The Strip was bookended by the McDonald’s on the east, whose vast parking lot made it a prime spot to reconnoiter, and Friendly’s on the west, where sitting in a booth ordering a bacon-and-grilled-cheese sandwich, french fries with a side of gravy, and a coffee-flavored Fribble made me feel like I was in the movie Diner. Between those borders was a Burger King (which had been a Carroll’s until 1975), Pizza Hut, and a Wendy’s (the Pizza Hut and Wendy’s both had of-the-era front sunrooms and glorious salad bars).
But right in the middle was Pepi’s, a family-owned pizzeria that first opened in 1960. The Pizza Hut and Friendly’s are long gone (RIP) and now there’s an Arby’s, Taco Bell, Popeyes, and Dunkin’ Donuts in the lineup. But Pepi’s still stands, and remains a personal landmark of my formative years and will always hold a sentimental place in my heart, as it does for generations of Central New Yorkers.
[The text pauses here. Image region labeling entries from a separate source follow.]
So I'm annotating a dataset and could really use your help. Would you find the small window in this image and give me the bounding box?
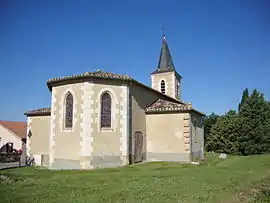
[194,119,198,143]
[64,92,73,128]
[160,80,165,94]
[100,92,112,128]
[176,82,180,97]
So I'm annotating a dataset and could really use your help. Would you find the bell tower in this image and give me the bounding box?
[151,34,182,100]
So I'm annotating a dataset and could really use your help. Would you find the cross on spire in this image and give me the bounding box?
[156,32,175,72]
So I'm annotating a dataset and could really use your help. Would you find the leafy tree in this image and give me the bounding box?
[238,89,270,155]
[238,88,249,112]
[206,110,240,154]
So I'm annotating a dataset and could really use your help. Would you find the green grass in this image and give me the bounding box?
[0,154,270,203]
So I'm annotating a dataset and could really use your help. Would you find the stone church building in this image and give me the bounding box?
[25,36,204,169]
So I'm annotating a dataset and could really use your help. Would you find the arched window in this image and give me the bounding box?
[64,92,73,128]
[160,80,165,94]
[194,118,198,143]
[100,92,112,128]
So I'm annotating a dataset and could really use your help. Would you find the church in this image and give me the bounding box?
[25,35,204,169]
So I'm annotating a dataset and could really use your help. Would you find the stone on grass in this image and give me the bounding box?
[218,153,227,159]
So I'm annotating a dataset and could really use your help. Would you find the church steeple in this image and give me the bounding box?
[151,34,182,100]
[155,34,175,72]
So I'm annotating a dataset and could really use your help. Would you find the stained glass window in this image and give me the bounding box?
[160,80,165,94]
[65,92,73,128]
[101,92,112,128]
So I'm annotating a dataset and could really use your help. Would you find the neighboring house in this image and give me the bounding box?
[25,36,204,169]
[0,121,27,152]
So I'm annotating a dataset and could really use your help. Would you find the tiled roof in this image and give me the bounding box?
[44,70,188,103]
[145,99,192,112]
[47,70,132,88]
[0,121,27,138]
[24,107,51,116]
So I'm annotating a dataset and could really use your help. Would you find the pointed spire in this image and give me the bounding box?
[156,31,175,72]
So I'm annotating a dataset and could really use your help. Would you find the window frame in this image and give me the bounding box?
[99,90,113,131]
[160,80,166,94]
[63,91,74,130]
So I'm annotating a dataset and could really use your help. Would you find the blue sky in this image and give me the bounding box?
[0,0,270,120]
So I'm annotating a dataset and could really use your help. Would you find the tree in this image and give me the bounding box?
[238,88,249,112]
[206,110,240,154]
[238,89,270,155]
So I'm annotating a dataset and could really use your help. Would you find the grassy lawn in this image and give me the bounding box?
[0,154,270,203]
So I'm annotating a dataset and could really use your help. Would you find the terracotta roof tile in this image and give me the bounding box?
[0,121,27,138]
[145,99,191,112]
[24,107,51,116]
[47,70,131,87]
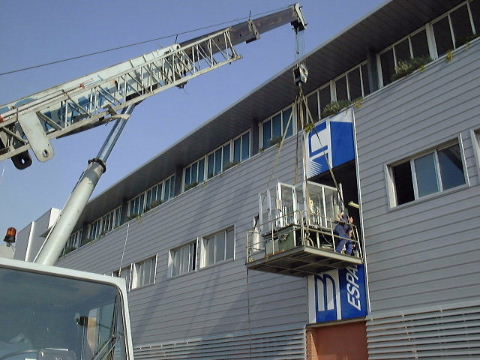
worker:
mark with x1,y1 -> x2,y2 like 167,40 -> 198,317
333,212 -> 354,255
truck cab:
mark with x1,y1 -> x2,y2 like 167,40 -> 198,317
0,257 -> 133,360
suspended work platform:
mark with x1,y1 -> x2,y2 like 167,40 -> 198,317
246,181 -> 363,276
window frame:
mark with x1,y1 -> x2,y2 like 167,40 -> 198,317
62,229 -> 83,256
199,225 -> 237,269
258,104 -> 297,150
376,25 -> 432,88
385,136 -> 469,209
130,254 -> 158,290
168,238 -> 199,279
127,174 -> 175,220
430,0 -> 480,54
376,0 -> 480,88
470,129 -> 480,182
112,264 -> 133,291
182,129 -> 252,192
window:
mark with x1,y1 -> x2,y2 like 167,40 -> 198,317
432,0 -> 480,57
168,241 -> 197,277
233,131 -> 250,163
379,27 -> 430,86
390,143 -> 466,205
201,226 -> 235,267
86,218 -> 102,242
101,206 -> 122,234
260,107 -> 295,149
316,62 -> 370,115
145,183 -> 163,210
113,265 -> 132,290
127,175 -> 175,219
62,229 -> 83,255
162,176 -> 175,201
183,130 -> 250,191
128,193 -> 145,218
132,256 -> 157,289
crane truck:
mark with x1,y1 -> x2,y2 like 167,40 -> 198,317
0,4 -> 306,360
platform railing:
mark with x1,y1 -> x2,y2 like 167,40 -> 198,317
247,210 -> 363,263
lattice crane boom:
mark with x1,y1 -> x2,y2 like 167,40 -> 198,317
0,4 -> 306,168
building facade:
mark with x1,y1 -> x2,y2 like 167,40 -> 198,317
22,0 -> 480,359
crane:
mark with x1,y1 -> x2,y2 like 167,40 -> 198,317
0,4 -> 306,360
0,4 -> 306,169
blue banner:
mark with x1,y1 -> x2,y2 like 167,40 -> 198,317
305,108 -> 355,178
314,265 -> 368,322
I believe it was food writers and pizza authorities Adam Kuban or Ed Levine who popularized the theory that all pizzas you ever try in your lifetime are measured against that first informative pizza of your youth. I’ve had amazing pizza here in New York (Lucali, Emmett’s, F&F, Ops, Leo, Scarr’s, Paulie Gee, L'Industrie Pizzeria) and in Italy but if I could only order one last pizza it would probably be a large, square-cut pie from Pepi’s with ham and anchovies (plus an antipasto salad (no onions) and ten extra-crispy hot wings with extra blue cheese).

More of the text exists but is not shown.